Consent Decree Requirements

The consent decree requires that Portsmouth no longer administer the written examination challenged by the United States, and that it implement new selection procedures for entry-level firefighters that comply with Title VII.

Additionally, the consent decree requires the city to deposit $145,000 into a settlement fund that will be used to make awards of back pay to African Americans who were harmed by Portsmouth's use of the written examination and who are determined to be eligible for relief. African American applicants determined to be eligible for relief under the consent decree may receive a priority offer of employment from Portsmouth, with retroactive seniority for all purposes except for time-in-grade required for promotion.

The consent decree also requires Portsmouth to hire up to 10 eligible African American claimants as firefighters. Portsmouth maintains the opportunity to screen the claimants eligible for consideration for priority hire to ensure that they otherwise meet the qualifications.

"We are pleased that Portsmouth has agreed to put in place new selection practices for firefighters that comply with Title VII, and to take necessary steps to provide relief to those African Americans who have been harmed by the City's hiring practices," said Loretta King, acting assistant attorney general for the Civil Rights Division. "Ending employment practices that have a discriminatory impact on the basis of race is a significant priority of the Department. This settlement sends a clear message that hiring practices with discriminatory impact on account of race will not be tolerated."

Title VII prohibits discrimination in employment on the basis of race, color, sex, national origin or religion.
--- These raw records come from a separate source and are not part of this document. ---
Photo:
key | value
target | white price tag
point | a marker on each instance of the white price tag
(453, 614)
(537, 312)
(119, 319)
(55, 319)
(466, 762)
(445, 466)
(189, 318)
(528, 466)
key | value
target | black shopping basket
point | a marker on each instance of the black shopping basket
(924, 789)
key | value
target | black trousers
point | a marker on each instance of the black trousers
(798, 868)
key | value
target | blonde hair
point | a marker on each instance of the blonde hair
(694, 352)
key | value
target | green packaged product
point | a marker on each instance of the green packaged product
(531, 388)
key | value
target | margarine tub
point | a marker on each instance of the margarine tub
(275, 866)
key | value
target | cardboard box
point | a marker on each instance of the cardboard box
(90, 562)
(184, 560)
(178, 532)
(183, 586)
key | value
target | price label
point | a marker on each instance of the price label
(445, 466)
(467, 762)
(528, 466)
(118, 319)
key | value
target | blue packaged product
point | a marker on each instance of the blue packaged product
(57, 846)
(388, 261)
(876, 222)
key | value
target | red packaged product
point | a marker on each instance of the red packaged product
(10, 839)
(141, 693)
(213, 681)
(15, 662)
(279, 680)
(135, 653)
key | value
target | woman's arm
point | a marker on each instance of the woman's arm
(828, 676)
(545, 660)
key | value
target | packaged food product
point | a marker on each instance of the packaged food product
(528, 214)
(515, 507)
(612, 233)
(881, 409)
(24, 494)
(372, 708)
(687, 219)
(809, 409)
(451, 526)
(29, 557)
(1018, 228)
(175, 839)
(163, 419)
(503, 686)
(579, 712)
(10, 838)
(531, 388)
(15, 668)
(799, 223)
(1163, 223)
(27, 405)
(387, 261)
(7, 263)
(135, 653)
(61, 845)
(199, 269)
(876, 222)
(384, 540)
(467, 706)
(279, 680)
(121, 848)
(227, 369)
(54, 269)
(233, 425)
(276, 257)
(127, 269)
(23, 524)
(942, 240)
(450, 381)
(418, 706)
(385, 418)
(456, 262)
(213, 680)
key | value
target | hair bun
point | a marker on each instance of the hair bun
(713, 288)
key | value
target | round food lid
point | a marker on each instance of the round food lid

Title VII prohibits not only intentional discrimination, but also the use of employment practices, such as written examinations, which result in disparate impact, unless the employer can prove that such practices are job related and consistent with business necessity.

"We are grateful that the city is working with the Department to ensure every applicant has an equal opportunity to serve as a firefighter," said Dana J. Boente, acting U.S. attorney for the Eastern District of Virginia.